東京帝国大学予備問に進学するが、大学の授業がつまらなくて中退。その後アメリカを転々とし、最後はロンドンへ。毎週大英博物館に通って研究。ネイチャーに50本(日本人最多)の論文投稿。四カ国語話せた。
日本に戻ると和歌山県の田辺に籠もって研究。粘菌の研究。世界に出ずに自分の故郷・和歌山に地盤を置いてぶれなかった。
40代になると、神社の合祀と森林伐採の反対運動の先頭にたった。
神社合祀によって文化的影響だけでなく、森林が伐採され開発によって生態系バランスが崩れる。
世界的なグローバルな視野を持ちながら、ローカルに軸を据えてぶれない。
人間を人間たらしめるものは何なのか。
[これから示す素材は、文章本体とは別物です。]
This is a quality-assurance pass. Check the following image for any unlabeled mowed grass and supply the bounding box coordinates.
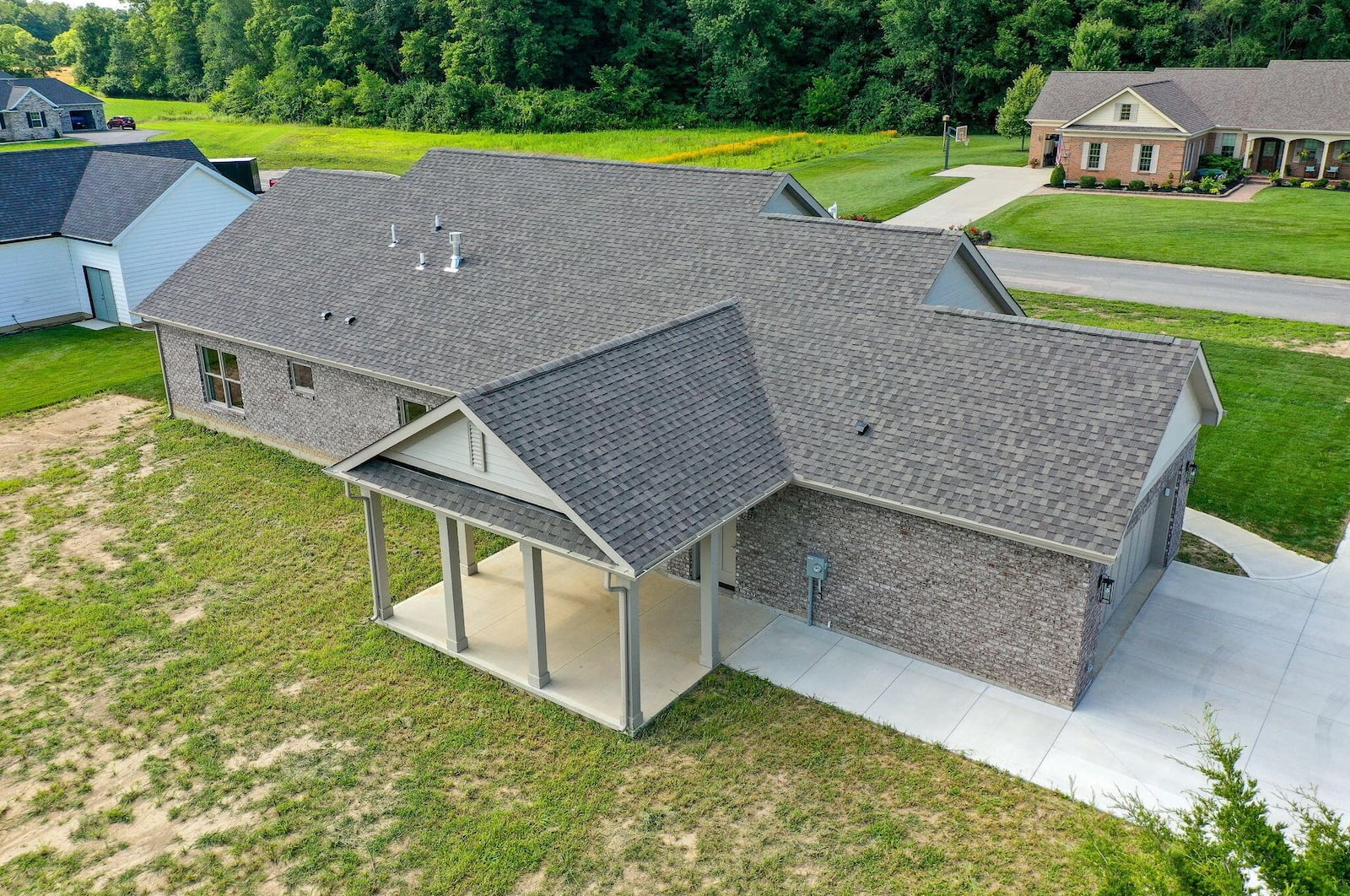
[1015,291,1350,560]
[0,375,1132,896]
[0,327,164,416]
[788,137,1026,220]
[977,187,1350,278]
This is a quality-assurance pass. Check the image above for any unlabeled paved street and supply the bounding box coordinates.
[981,248,1350,325]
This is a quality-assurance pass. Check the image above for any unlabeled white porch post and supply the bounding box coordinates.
[455,522,478,576]
[360,488,394,619]
[618,579,643,731]
[698,529,722,669]
[520,544,548,688]
[436,513,468,653]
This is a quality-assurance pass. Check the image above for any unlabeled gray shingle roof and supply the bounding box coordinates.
[1028,59,1350,133]
[348,457,609,563]
[3,78,103,105]
[0,140,209,243]
[145,150,1199,554]
[459,302,792,572]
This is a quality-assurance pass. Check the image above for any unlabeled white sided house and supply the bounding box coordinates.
[0,140,255,331]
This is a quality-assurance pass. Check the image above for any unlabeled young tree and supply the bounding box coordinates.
[994,65,1050,150]
[1087,707,1350,896]
[1069,19,1120,72]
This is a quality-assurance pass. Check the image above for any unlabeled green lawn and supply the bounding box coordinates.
[788,137,1026,220]
[0,331,1132,896]
[977,189,1350,278]
[0,327,164,416]
[1015,293,1350,560]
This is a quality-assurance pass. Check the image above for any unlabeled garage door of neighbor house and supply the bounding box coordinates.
[1105,497,1161,619]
日本人はどういう暮らしを営んできたのか。
南方熊楠と宮澤賢治。ローカルに軸を起きながら、世界・宇宙が見えていた二人の偉人。地方分散型の暮らしを考える上で彼らの思想や生き方を知ることは大切だと感じた。
自然の生態系は多様性がある。村社会の多様性。顔の見える関係性。自治の機能が肥大化していくと自然と伝言係が増え余計な仕事が増える。小さく暮らして程々に豊だった時代を見直すべきかもしれない。
資本主義化、合理化、効率化は自然の生態系を取り戻すためには誤った仕組みなのかもしれない。
ダイバーシティ=雑。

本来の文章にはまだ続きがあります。